# Working for Clinique - Talent Plus



## ndeplano (Oct 3, 2013)

Hi!
  I have just been interviewed by the manager at my local Macy's for a position at the Clinique counter. She loved me, and said that would really like to have me as part of their team! However, I need to pass an interview with Talent Plus first. I am a little scared, because I don't have a lot of experience when it comes to selling things, I am good at recommending products though. Has anybody been interviewed by Talent Plus recently? Could you please help me? I am super nervous, I really need this job.


----------



## ndeplano (Oct 5, 2013)

Anybody????


----------



## emmie46 (Apr 6, 2014)

I took the talent plus interview two weeks ago and now work for Clinique.


----------



## alexandramarie (Apr 11, 2014)

_I had a phone interview with someone in HR from Estee Lauder, it went really well and has set up an interview for me with Talent+ tomorrow. I originally applied for EL only, but she asked me if I would be interested in Bobbi Brown and Clinique too. I said yes, but heres a question I have. I have read a lot that there are no wrong answers in Talent + interviews, only that your answers are suitable for the specific Brand and job position you are applying for. In saying this, would that mean that my chances of being hired would be better because I am being considered for 2 other brands? _

_After the information I have gathered so far, I know I need to express SELLING and how that is my main priority, is there any other specific things any of you would suggest? This is really important me, and I know I will do whatever it takes to achieve my goal._

_Thank you in advance to anyone who responds, I would really appreciate some advice._

__


----------



## emmie46 (Apr 12, 2014)

The Talent Plus interview determines what your top natural abilities are. There is really no way you can skew your answers. They want to see if you will be a good fit for the company.


----------



## alexandramarie (Apr 12, 2014)

Ok, great thanks @emmie46 !


----------



## alyfashions (Oct 3, 2014)

I work for Lancome , but observe the Clinique counter from a distance. 3 people including the counter manager have quit within 6 months. The expectations are high to reach goals. Also since your GWP starts Oct 6 , it will become hell. You start off liking it and then slowly start to hate everything. Hopefully your Macy's is better but thats what I observe from my store. Good luck!


----------



## Sexy Sadie (Nov 28, 2014)

alyfashions said:


> I work for Lancome , but observe the Clinique counter from a distance. 3 people including the counter manager have quit within 6 months. The expectations are high to reach goals. Also since your GWP starts Oct 6 , it will become hell. You start off liking it and then slowly start to hate everything. Hopefully your Macy's is better but thats what I observe from my store. Good luck!
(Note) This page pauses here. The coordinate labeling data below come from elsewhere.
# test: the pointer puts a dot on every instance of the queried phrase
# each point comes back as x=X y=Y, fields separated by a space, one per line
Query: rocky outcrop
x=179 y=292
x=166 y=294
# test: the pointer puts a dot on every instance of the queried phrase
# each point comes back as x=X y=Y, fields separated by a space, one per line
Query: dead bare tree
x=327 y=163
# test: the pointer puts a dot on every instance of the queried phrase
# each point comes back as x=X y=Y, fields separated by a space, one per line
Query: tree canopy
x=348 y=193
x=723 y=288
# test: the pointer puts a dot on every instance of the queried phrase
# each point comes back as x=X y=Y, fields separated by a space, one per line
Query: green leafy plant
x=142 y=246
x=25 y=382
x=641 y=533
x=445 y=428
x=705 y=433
  Is Clinique compared to other brands worse in this regard?


----------



## SmokeSignal16 (Nov 29, 2014)

With all things it really depends on the location, I mean every brand during Gift With Purchase time is going to be crazy busy but its one of the best times to make $$$ as a consultant. The only frustrating thing was when I worked for Clinique at Macy's was the fact we would run out of product fast! And it would take forever to get stock to replenish. As for turnover at the counter that was something I didn't really experience. I worked 3 years at Clinique and it was me and my counter manager the whole time. We did have a 3rd consultant but it took about a year to find someone that was not cray-cray and actually stuck around  I know after I left we were one of the Macy's locations where they combined Clinique and Estee Lauder and I think that probably caused more stress since I think they had 2 goals to meet for each brand versus focusing on one brand. I never had problems meeting my goals either, I was just part-time working to get through school and I would work a 3 hour shift and need to make $500 on most nights, no problem for me! But it might have been luck since I would always get the "after work" crowd lol.


----------